Sofia has a son, a young man who she is very proud and protective of. He's become an engineer and  been sent off to some camp somewhere to work. He comes up with a great innovation and is praised in the newspapers. Sofia feels relief; surely this will be enough to save him from any purge. 

But no. He's arrested, and Sofia then spends all of her time waiting in line at the prison, believing that he is innocent so of course, therefore, as soon as the officials understand this her son will be freed. She doesn't grasp that innocence has nothing to do with anything any longer. 

She doesn't get to see him, and hopes for a letter from him so that she can send him something -- food, clothing, anything he needs -- to keep him well.
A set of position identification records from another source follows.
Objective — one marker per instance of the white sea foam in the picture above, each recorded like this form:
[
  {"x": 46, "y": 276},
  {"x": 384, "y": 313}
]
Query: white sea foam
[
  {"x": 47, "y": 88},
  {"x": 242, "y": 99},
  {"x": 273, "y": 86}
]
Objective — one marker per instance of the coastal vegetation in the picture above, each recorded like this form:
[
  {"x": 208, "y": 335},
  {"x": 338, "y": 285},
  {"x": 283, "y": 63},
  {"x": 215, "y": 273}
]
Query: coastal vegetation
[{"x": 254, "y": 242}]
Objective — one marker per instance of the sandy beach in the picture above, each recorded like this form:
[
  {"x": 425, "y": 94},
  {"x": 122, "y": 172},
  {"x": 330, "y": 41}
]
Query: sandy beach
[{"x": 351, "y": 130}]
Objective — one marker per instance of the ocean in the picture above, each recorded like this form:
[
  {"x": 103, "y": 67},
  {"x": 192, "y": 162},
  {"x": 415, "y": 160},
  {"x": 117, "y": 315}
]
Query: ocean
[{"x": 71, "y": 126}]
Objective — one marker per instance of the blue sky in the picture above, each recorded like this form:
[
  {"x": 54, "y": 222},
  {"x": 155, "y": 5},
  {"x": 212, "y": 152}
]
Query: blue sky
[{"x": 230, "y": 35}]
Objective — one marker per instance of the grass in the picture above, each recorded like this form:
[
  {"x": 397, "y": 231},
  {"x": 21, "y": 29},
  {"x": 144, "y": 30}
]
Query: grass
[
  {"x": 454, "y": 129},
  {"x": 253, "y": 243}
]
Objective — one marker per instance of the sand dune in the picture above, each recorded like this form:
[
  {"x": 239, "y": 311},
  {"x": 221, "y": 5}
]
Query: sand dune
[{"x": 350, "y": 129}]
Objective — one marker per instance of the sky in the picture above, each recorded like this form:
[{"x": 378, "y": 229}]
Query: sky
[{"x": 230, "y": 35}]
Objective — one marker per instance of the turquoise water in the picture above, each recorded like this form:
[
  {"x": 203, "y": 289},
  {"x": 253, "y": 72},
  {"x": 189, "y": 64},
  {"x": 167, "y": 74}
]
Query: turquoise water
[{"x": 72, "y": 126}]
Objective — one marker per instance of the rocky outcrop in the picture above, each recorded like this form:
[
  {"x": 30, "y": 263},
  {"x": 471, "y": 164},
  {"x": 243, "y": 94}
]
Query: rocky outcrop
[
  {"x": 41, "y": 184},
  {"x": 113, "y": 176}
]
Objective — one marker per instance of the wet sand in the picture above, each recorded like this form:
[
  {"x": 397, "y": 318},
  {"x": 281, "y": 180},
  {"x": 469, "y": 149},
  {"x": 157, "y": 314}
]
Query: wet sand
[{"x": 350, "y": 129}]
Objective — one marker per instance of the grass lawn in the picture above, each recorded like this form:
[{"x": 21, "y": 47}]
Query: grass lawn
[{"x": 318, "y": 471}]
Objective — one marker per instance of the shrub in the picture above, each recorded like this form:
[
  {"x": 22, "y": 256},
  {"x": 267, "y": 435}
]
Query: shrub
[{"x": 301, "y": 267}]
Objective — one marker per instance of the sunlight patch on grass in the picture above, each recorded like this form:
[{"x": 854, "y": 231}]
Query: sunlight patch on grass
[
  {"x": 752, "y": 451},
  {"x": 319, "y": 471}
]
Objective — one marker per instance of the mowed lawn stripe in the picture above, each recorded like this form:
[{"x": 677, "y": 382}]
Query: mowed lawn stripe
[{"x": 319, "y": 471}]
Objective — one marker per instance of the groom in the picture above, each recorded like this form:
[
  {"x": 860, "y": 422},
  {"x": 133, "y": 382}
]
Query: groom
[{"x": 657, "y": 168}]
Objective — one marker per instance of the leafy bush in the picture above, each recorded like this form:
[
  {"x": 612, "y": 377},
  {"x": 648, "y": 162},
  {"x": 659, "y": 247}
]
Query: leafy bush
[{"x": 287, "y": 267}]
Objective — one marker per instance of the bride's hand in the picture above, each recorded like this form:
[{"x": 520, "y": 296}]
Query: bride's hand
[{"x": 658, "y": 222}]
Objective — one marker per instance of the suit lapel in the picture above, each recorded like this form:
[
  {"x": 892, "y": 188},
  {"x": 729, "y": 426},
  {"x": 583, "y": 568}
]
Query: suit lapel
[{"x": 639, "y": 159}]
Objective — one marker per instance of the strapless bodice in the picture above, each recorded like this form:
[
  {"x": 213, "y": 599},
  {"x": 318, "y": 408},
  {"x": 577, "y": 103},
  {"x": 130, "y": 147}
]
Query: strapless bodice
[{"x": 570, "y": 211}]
But she waits and waits. And in the meantime there are more suspicions, more disappearances, and a close friend who commits suicide rather than continue. Sofia is slowly becoming adapted to the atmosphere of the purges. 

And then she does get a letter. And the final few pages are shocking, terrifying, and immensely sad. I didn't expect what was coming but it says so, so much about this kind of society in just a few words and actions. 

This is an immensely striking book, powerful and truthful in a way that feels very personal. I'd recommend it to anyone, especially now. 


Monday, August 12, 2019

Tolstoy, Rasputin, Others & Me: the Best of Teffi

Tolstoy, Rasputin, Others, and Me: the Best of Teffi
trans. from the Russian by
Anne Marie Jackson, Rose France & Elizabeth Chandler
NY: NYRB, 2016
226 p.
This is a wonderful collection of essays by Teffi, pseudonym of Nadezhda Lokhvitskaya, a Russian writer who lived as an exile in Paris after the Bolshevik Revolution. Her writing style is light, humorous, and yet also deep and incisive. 

The book is broken up into four sections: How I Live and Work; Staging Posts; Heady Days: Revolutions and Civil Wars; and Artists Remembered. 

Each has a handful of essays, and there are all fascinating. Teffi introduces herself and her writing career with a background on her family upbringing and her early attempts at publication. These are a great foundation for understanding her later interactions with other writers and famous residents of Moscow. 

The second section is a series of her popular essays about her life in Russia; these pieces were interesting and charmingly written. But the strongest part of the book, at least for this reader, were here essays about her encounters with Lenin (a cunning man with no interest in beauty or culture); with Tolstoy (she met him as a young 13 yr old as was so overcome she couldn't speak, just asked for an autograph and left, embarrassed); and Rasputin. Of course Rasputin still holds a fascination for modern day readers, nearly as strong as when he was alive and manipulating the Russian court. Teffi sees right through him and thinks him a rather pathetic and dirty man -- she states that he was a mesmerist and used touch to convince people of his instructions. And he was a womanizer; he tries to tell Teffi that she will come to him that week, touching her shoulder, but she says no she won't, and he recoils. She is convinced it is because his mesmeric power, having been rejected, bounces back at him painfully. It's a fascinating essay, drawing a picture of this strangely influential oddball in the pre-Revolution days. He was so polarizing that she says there were signs in people's houses when you went to dinner stating "In this house, we don't talk about Rasputin". 

Part Three of the book contains the essay about Rasputin, and other revolutionary topics. Here we find her most serious and darkest essay, The Gadarene Swine, which is not leavened by her usual sarcasm or irony, rather it's a fully depressing look at society in turmoil. 

The final section of the book looks at other writers -- here is her essay on meeting Tolstoy -- and the other established authors she knew well. 

All together it gives a picture of the life of a literary woman who was well connected and committed to the arts, and if not for the upheaval of her society she probably would have ended up as one of the big names of her era in a traditional sense. But her observing eye took on all that was around her and so we can see these years of revolution from the inside. 

I'll definitely be looking for her book Memories: from Moscow to the Black Sea, which is supposed to be even better.